Title:A study of neutral-tone syllables in Taiwan Mandarin
Authors:Huang, Karen
Date Issued:Aug 2012
Publisher:[Honolulu] : [University of Hawaii at Manoa], [August 2012]
Abstract:This dissertation studies the realization of the rhythm of Taiwan Mandarin and focuses on the quality of its unstressed (neutral-tone) syllables. Taiwan Mandarin (TM) is often described as more syllable-timed than Standard Mandarin (SM). In TM, the unstressed syllables occur less frequently. The quality of the unstressed (neutral-tone) syllables in TM also seems to differ from those of SM.
The results show that most of the neutral-tone syllables have a mid-low pitch target except in some frequent vocabulary items, or when the original lexical tone is obvious. Unlike SM, the neutral-tone syllables of TM do not undergo tone loss. The neutral tone in TM has a mid-low pitch target in disyllabic words, neutral-tone sequences and novel formations. The pitch target of the neutral-tone syllables is generally not as low as the low tone, and the carry-over effect of the preceding tone is stronger in the neutral tone than in the low tone. Also, there is no general syllable reduction in the neutral-tone syllables in TM. The durations are shorter than their full-tone counterparts only when their rimes are [ə] or [ɨ], and the duration differences are much smaller than in SM. The results suggest that these syllables are better characterized as having a lexical tone, which can be considered the fifth tone in the language. SM, in contrast, has four lexical tones.

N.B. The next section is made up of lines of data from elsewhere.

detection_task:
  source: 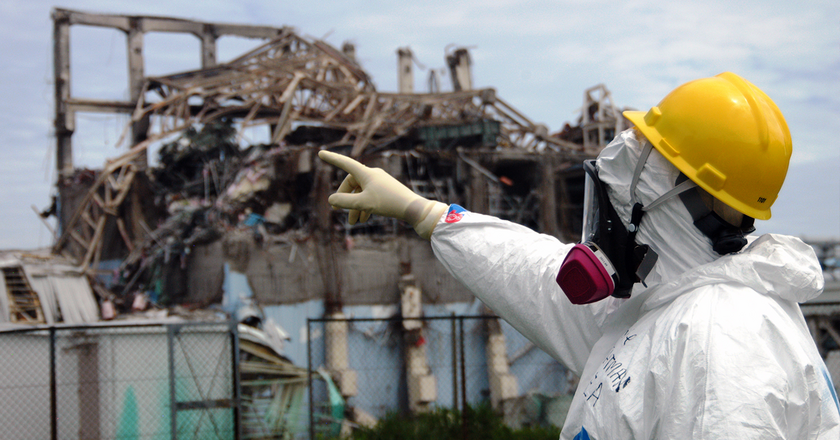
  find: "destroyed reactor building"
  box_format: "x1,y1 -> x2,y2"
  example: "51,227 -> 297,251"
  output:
37,9 -> 636,434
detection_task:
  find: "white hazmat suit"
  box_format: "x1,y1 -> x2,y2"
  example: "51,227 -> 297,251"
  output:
431,129 -> 840,440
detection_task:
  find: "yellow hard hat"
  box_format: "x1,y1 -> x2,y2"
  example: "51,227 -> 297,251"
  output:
624,72 -> 792,220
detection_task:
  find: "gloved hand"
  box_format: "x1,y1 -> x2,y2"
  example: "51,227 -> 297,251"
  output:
318,150 -> 447,240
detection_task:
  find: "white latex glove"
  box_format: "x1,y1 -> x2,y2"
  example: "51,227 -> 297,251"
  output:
318,150 -> 447,240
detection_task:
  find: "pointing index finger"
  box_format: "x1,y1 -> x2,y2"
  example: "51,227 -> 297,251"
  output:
318,150 -> 367,177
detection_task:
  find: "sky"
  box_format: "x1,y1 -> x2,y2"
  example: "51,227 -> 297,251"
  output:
0,0 -> 840,249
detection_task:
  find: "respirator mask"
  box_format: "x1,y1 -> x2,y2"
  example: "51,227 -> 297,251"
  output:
557,160 -> 657,304
556,142 -> 754,304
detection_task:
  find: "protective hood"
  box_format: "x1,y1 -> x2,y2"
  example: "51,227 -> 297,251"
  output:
597,128 -> 719,289
644,234 -> 825,309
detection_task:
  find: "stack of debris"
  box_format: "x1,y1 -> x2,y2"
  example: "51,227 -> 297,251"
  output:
46,24 -> 593,311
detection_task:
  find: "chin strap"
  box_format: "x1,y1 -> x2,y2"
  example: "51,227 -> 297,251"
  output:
677,174 -> 755,255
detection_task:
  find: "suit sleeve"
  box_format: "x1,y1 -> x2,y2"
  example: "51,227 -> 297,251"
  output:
431,205 -> 602,374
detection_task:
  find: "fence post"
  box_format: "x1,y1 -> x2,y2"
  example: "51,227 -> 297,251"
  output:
458,316 -> 468,439
166,324 -> 178,440
306,318 -> 315,440
449,312 -> 458,409
50,326 -> 58,440
230,320 -> 242,440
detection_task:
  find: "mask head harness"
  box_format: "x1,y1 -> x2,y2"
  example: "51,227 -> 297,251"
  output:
557,142 -> 720,304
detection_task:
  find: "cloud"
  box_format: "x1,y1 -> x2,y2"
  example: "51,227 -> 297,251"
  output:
0,0 -> 840,247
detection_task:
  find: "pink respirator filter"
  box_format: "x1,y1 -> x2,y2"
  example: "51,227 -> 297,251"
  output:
557,243 -> 615,304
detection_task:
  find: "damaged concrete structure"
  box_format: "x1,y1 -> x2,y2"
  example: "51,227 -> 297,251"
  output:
39,9 -> 644,434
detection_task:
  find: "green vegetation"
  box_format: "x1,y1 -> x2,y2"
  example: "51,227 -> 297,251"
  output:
349,404 -> 560,440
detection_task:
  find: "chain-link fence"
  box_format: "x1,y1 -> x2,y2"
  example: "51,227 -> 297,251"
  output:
308,316 -> 574,438
0,323 -> 240,440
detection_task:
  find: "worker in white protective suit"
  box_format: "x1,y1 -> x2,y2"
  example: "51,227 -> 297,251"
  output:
320,73 -> 840,440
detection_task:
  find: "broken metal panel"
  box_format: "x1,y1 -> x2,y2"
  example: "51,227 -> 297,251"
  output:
53,12 -> 604,311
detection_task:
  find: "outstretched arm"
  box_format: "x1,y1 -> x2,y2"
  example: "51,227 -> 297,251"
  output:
318,150 -> 447,240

The perception tests further show that TM listeners rely on duration, pitch, and vowel/voice quality to distinguish the low tone from the innovative fifth tone. Specifically, for the pitch cues, they rely on low end pitch and fast-falling pitch contour to identify the low tone. The results also show that the perceptual distinctions made by the TM speakers between the low tone and the fifth tone were very weak. The TM listeners could only distinguish 20% of the unaltered pairs. Along with the evidence found in the production tests, this study finds that the innovative fifth tone is on the verge of merging with the low tone.
Description:Ph.D. University of Hawaii at Manoa 2012.
Includes bibliographical references.